Doğrusu siyasetin mizahı da çok eğlenceli. Ankara'nın kasvetli havasını renkli espriler, siyasi fıkralar bir nebze rahatlattı.
İnternet sitelerinin açıldığı 367 geyikleri geride kaldı artık.
Şimdi fıkralar daha çok
CHP üzerine. Kendilerine 'Genç Siviller' diyen bir grubun hazırladığı
Anayasa paketinde yer alan önerileri dün Yeni Şafak'ta okuyunca, Türk toplumunun mizah yönünün ne denli zengin olduğunu bir kez daha fark ettim. En ciddi konulardan, can sıkıcı olaylardan bile bir eğlence malzemesi çıkarmakta üstümüze yok.
Genç Siviller grubunun şu taleplerine bakar mısınız: 'Saltanat geri gelsin, Sezer'in oğlu
cumhurbaşkanı olsun. 3 CHP oyu bir
AK Parti oyunu götürsün.
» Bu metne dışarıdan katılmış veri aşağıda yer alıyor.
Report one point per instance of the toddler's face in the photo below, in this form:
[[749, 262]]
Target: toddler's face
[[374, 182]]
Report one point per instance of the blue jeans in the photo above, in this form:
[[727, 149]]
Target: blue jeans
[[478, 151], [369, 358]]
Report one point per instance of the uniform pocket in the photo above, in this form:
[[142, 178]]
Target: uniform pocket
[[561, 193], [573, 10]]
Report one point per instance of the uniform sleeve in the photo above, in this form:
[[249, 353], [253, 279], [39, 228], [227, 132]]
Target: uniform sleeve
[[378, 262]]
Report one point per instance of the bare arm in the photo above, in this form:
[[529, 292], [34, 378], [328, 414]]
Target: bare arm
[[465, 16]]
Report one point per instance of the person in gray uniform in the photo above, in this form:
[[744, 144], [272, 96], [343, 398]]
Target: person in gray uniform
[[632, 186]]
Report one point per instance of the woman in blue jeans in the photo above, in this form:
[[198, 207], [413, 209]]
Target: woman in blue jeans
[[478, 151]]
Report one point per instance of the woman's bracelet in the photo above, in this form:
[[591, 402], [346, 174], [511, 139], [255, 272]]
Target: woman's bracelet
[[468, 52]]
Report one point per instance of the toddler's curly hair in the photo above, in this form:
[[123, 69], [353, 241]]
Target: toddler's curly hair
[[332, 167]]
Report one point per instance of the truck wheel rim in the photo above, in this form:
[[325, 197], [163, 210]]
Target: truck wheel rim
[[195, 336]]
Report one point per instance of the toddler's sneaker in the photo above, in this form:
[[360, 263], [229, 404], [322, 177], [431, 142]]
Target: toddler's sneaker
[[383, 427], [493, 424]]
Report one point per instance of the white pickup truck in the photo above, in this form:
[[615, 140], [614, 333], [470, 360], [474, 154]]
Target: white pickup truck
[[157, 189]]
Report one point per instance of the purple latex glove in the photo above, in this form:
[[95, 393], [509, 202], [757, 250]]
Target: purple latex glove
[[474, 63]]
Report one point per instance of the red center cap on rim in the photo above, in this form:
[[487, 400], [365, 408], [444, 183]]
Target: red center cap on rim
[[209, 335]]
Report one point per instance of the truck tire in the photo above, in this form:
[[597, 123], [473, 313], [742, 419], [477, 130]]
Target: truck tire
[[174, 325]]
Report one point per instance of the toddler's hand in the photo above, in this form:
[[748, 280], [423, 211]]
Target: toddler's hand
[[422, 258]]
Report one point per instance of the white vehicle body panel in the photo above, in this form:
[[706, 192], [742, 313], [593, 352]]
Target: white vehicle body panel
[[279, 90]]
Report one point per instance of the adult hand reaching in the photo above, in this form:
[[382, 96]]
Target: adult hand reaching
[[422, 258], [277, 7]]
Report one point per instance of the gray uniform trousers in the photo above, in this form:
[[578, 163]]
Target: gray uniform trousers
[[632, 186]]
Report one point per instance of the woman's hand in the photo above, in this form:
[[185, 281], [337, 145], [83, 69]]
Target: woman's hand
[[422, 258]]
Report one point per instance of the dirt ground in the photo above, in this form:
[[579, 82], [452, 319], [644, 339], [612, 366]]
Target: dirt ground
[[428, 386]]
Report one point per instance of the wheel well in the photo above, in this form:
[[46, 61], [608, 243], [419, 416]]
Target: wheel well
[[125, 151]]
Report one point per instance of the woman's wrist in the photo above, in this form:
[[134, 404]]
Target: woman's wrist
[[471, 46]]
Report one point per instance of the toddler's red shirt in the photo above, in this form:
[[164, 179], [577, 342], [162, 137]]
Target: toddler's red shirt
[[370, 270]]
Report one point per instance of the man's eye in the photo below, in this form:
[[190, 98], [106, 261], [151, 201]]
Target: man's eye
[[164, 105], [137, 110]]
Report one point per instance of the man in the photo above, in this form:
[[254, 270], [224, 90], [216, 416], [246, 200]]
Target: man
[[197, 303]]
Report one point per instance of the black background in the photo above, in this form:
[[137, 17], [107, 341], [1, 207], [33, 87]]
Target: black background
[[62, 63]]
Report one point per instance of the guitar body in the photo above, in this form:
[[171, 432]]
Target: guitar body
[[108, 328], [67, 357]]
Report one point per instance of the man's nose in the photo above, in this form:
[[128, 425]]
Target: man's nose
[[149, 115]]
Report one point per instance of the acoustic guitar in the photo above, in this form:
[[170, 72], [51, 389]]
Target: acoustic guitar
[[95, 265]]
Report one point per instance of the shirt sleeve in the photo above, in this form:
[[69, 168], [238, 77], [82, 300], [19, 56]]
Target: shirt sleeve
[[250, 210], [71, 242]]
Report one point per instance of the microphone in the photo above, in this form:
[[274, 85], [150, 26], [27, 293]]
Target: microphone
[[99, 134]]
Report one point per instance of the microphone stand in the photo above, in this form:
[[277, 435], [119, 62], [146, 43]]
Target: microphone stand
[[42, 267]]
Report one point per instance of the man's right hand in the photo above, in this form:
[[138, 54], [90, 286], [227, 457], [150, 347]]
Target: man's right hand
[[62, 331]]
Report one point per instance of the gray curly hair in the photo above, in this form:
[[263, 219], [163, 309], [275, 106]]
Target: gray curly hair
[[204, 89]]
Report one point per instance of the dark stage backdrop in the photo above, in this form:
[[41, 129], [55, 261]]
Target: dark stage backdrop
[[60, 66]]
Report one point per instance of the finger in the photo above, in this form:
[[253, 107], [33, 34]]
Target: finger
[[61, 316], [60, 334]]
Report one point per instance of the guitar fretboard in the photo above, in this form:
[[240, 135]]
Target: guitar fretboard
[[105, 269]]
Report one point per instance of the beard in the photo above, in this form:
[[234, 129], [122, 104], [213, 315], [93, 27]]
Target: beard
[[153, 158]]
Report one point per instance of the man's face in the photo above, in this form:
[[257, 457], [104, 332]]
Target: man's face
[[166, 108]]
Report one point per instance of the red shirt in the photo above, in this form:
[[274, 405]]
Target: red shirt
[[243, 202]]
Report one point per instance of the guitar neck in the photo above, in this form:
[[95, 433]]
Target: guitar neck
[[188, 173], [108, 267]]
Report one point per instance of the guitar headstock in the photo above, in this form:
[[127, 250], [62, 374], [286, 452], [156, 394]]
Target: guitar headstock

CHP'ye verilen oylar 5, AK Parti'ye verilenlerse yarım sayılsın.
Anayasa Mahkemesi dağıtılsın,
Sabih Kanadoğlu baş kadı ilan edilsin. Halk cumhurbaşkanını değil, cumhurbaşkanı
halkı seçsin. CHP seçimleri kazanamazsa seçimler tekrarlansın, ta ki kazanana kadar'...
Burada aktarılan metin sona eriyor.